The Argus domestic northwest European hot-rolled coil (HRC) index rose by €1/t to €479.75/t ex-works today. The discount for Italian material narrowed to €7.50/t from €7.75/t yesterday.

The recent slight reversal in the European market is prompting some mills to target increases for second-half contractual talks, despite those already finalised €20-35/t lower than the first half of the year.

Market participants are cautiously optimistic about a potential uptick in the automotive industry in the following months, with the latest data from the German automotive association showing an increase in passenger car production and new registrations in May. But auto exports continue to fall, with US trade relations and Chinese demand causing uncertainty, and HRC sales in Germany remain sporadic and for smaller tonnages.

A potential second round of increases from a major European mill has not materialised so far. Turkish mills were heard to be eyeing an increase in offers after the holiday period next week as a result of the anticipated announcement, although market participants said that sellers were previously agreeing to discounts to their target levels of $520/t fob.

Some buyers in Italy have accepted as high as €485-490/t ex-works, but a seller remains firm on €510/t ex-works offers. Lower levels are available from other mills and discounts have been given at €20/t from list prices of €480/t ex-works.
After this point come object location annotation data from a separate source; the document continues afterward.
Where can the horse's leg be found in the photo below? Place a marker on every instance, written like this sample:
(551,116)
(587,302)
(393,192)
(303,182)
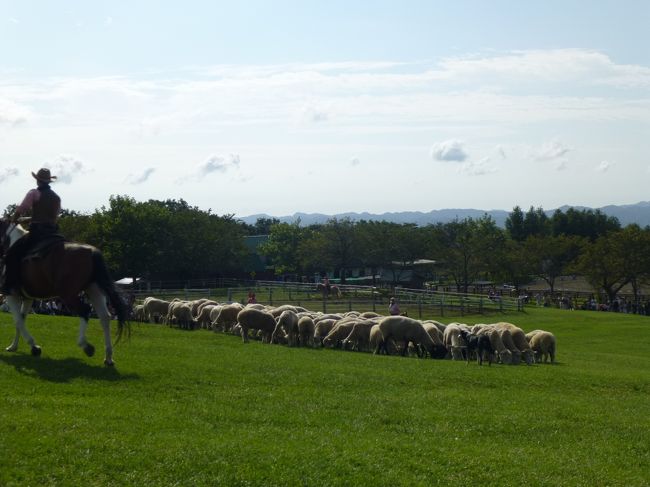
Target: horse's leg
(98,299)
(18,309)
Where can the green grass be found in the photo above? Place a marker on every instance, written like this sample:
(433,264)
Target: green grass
(200,408)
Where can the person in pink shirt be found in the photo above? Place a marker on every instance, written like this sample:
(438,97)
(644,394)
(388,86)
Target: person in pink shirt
(45,206)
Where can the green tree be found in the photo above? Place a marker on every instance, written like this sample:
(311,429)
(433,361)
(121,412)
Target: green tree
(282,247)
(551,256)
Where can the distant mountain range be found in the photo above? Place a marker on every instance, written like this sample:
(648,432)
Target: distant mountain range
(638,213)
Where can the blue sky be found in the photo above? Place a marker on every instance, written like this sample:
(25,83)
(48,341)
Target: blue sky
(277,107)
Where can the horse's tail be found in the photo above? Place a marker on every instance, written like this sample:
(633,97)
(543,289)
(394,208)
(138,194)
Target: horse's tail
(106,284)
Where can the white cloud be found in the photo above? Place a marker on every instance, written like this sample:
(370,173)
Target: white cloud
(604,166)
(550,151)
(140,177)
(12,113)
(7,173)
(449,150)
(213,164)
(66,168)
(478,168)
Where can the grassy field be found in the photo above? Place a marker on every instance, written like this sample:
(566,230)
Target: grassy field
(201,408)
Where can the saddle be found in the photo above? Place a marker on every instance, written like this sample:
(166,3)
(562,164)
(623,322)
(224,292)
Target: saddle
(41,248)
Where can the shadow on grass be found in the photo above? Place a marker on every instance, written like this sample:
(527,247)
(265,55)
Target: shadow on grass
(62,370)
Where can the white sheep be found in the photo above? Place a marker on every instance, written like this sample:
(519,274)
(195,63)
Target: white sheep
(404,330)
(227,317)
(453,342)
(286,324)
(255,319)
(306,330)
(543,345)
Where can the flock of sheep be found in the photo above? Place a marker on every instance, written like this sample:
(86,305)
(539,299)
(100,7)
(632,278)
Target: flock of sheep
(296,326)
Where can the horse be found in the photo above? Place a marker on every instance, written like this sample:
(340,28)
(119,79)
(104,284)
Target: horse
(334,289)
(65,270)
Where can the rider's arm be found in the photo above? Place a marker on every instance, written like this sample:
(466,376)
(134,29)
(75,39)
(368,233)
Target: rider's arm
(28,202)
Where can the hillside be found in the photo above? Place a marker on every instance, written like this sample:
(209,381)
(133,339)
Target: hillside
(638,213)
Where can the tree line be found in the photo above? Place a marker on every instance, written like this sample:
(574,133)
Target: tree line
(173,240)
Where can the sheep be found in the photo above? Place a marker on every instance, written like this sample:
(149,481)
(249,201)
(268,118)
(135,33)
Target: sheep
(439,325)
(543,345)
(199,308)
(479,344)
(531,334)
(227,316)
(506,339)
(505,355)
(519,340)
(287,323)
(369,314)
(155,309)
(181,313)
(436,336)
(285,307)
(359,336)
(322,329)
(338,333)
(405,330)
(251,318)
(203,318)
(453,341)
(306,330)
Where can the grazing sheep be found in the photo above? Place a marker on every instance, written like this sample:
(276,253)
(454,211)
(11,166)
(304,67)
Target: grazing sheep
(306,330)
(287,324)
(403,329)
(369,314)
(206,302)
(338,333)
(505,355)
(155,309)
(543,345)
(285,307)
(453,341)
(180,313)
(531,334)
(359,336)
(506,339)
(479,344)
(322,329)
(227,317)
(519,340)
(437,337)
(203,319)
(255,319)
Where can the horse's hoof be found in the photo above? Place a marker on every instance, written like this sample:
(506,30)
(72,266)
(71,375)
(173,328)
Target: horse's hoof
(89,350)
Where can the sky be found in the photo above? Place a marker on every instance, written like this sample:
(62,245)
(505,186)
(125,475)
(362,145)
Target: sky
(281,106)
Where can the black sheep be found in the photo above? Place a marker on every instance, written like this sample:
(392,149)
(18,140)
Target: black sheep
(479,344)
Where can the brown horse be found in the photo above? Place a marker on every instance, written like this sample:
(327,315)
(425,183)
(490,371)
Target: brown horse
(65,271)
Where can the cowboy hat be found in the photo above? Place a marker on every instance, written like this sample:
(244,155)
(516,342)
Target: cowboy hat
(44,175)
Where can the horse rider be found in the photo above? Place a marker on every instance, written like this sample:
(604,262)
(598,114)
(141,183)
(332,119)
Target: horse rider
(45,206)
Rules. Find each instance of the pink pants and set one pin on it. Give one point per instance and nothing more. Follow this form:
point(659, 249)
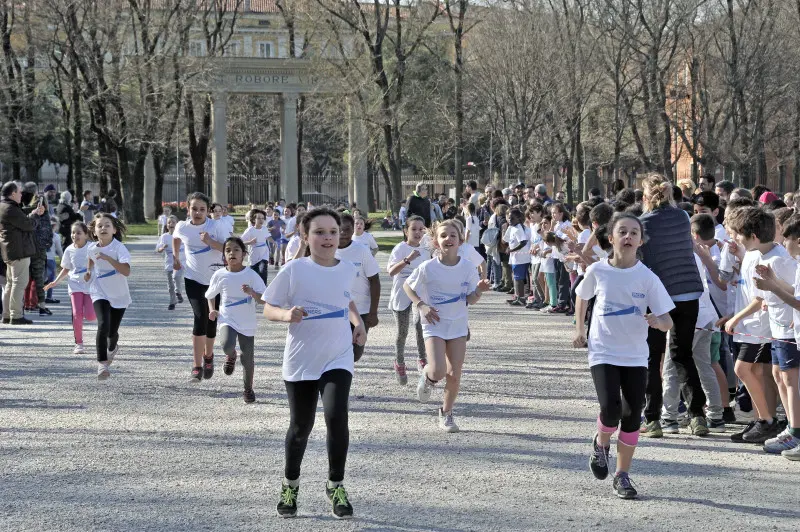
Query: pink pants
point(82, 308)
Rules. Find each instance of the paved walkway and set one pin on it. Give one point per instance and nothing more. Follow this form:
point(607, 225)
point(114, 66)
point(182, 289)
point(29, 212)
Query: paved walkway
point(148, 451)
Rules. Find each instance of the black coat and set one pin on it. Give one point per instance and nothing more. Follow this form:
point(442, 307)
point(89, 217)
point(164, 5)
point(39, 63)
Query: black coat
point(16, 232)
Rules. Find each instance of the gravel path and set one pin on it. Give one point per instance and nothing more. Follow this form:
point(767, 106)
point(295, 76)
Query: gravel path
point(147, 450)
Lead times are 4-6 weeks on average.

But this afternoon ArcelorMittal Italy announced that it will temporarily lay off 1,400 workers each day at its Taranto plant for a 13-week period.

"The market conditions are really critical throughout Europe. I want to reiterate that they are temporary measures, steel is a cyclical market," managing director Matthieu Jehl said.

The company cited worsening economic indicators in Europe, the slowdown of the automotive industry, reduced consumption of steel, lower incoming orders, increased imports and inventories above normal stock levels as the reason.